A conversation with Phil Windley about contextualized browsing

This week’s Innovators show has the lowdown on Phil Windley‘s new company, Kynetx. The first application of the Kynetx technology is Azigo’s RemindMe service. It alters search-results pages to highlight cases where the user has — but would likely have forgotten about — a discount-qualifying membership.

There are a number of moving parts in this scenario. On the back end, Kynetx provides a rules engine that decides how to rewrite a page based on the context of the user’s “web episode” and the user’s membership in an organization like AAA. Membership is asserted by an Information Card that the user installs, then presents on request to a browser extension. It asks the Kynetx service for a chunk of page-modifying JavaScript, then runs that code locally to effect the change specified by the rule.

If you’ve followed the Internet identity saga — a story that Phil has helped to write, as author of a book on digital identity and as an organizer of the Internet Identity Workshop — you’ll be thrilled to see that the Kynetx system is responsible for the minting and real-word use of Information Cards. As Phil explains in this interview, the cards as currently used convey no extra information, they merely signify membership. Still, it’s great to see this key technology finally percolate out into the mainstream.

Kynetx will mainly serve companies that want to solidify and enhance high-value relationships with customers by means of “permission-based context management.” Refreshingly, the Kynetx wiki qualifies that definition in a way that will make Doc Searls smile:

The following anti-lexicon contains words and concepts that Kynetx doesn’t use:

  • exploit – while opportunities might be exploited, people never should be.
  • eyeballs – we’re not doing optometry
  • target – you target enemies, not customers.

Near the end of the interview, Phil refers explicitly to Doc’s VRM (Vendor Relationship Management) campaign:

We see ourselves as plumbing for VRM. For example, we’re putting together a green choice card. If you install it, as you search around the web it will show you which companies have been ranked well or poorly in terms of social responsibility. Right now it’s just a demo, and we don’t have great data, but suppose we did, and there were enough of those cards out there, and Constellation Brands was determined by Fortune Magazine to be the least socially responsible company in 2008. If every time a cardholder found a Constellation product on Google there was a little icon indicating that, and there were a lot of people with the card, you could change the company’s behavior. They’d want to get the icon off that page.

It’s a fascinating notion, and it leads to an issue that I should’ve raised with Phil in the interview but will raise here instead. A couple of years ago, during my period of infatuation with Greasemonkey, I made a 4-minute screencast entitled Content, services, and the yin-yang of intermediation. At the time, I’d just invented a Greasemonkey-enabled version of LibraryLookup that was more aggressive than the standard bookmarklet version.

With the standard version, you click a bookmarklet while on an Amazon page, and a query against your local library pops up in a window.
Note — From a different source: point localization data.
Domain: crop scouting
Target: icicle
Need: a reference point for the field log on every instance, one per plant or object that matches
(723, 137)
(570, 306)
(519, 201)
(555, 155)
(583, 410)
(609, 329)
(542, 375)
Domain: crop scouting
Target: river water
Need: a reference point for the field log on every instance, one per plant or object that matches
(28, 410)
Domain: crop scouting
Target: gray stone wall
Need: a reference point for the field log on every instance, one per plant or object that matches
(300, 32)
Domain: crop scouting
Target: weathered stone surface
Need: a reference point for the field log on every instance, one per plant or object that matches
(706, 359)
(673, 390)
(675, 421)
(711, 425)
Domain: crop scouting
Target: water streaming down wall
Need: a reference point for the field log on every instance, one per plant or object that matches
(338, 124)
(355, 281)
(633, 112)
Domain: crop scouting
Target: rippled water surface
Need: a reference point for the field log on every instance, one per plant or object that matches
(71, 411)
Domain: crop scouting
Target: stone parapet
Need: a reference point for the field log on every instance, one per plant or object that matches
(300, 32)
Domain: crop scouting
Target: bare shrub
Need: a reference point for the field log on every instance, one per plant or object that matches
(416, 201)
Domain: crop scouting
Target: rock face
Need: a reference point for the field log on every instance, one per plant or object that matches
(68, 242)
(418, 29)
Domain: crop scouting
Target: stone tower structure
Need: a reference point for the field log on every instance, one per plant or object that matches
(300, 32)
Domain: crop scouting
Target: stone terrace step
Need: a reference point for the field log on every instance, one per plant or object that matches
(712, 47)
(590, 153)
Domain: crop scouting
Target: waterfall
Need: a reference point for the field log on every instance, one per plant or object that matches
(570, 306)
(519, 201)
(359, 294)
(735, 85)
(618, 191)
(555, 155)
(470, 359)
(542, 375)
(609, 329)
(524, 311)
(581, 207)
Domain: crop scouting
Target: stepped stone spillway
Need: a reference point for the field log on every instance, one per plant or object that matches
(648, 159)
With the Greasemonkey-enhanced version, the Amazon page itself is rewritten to say:

“Hey! This book’s available at the Keene Public Library!”

Or:

“Due back at the Keene Public Library on March 28.”

But does the user of a web-based service have the right to modify pages in these ways? The screencast ponders that question. Three years ago there wasn’t enough client-side page rewriting going on to raise that question in a big way, and I guess there still isn’t, but now that jQuery is making the capability broadly available it’s bound to come up.

There’s a continuum of ways in which I can modify a web page in a browser, ranging from font enlargement to translation to contexual overlays. I wouldn’t draw a line anywhere along that continuum. It seems to me that I’m entitled to view the world through any lens I choose.

This doesn’t only apply to my view of the virtual world, by the way. It will apply to my view of the physical world too. We don’t yet have magic glasses that overlay web prices on shelf items, or web reputations on store signage, but someday we will.

I can’t see how I could be prevented from creating a heads-up display — for realspace or cyberspace — that’s advantageous to me. But I’ve got a hunch that those magic glasses are going to be controversial.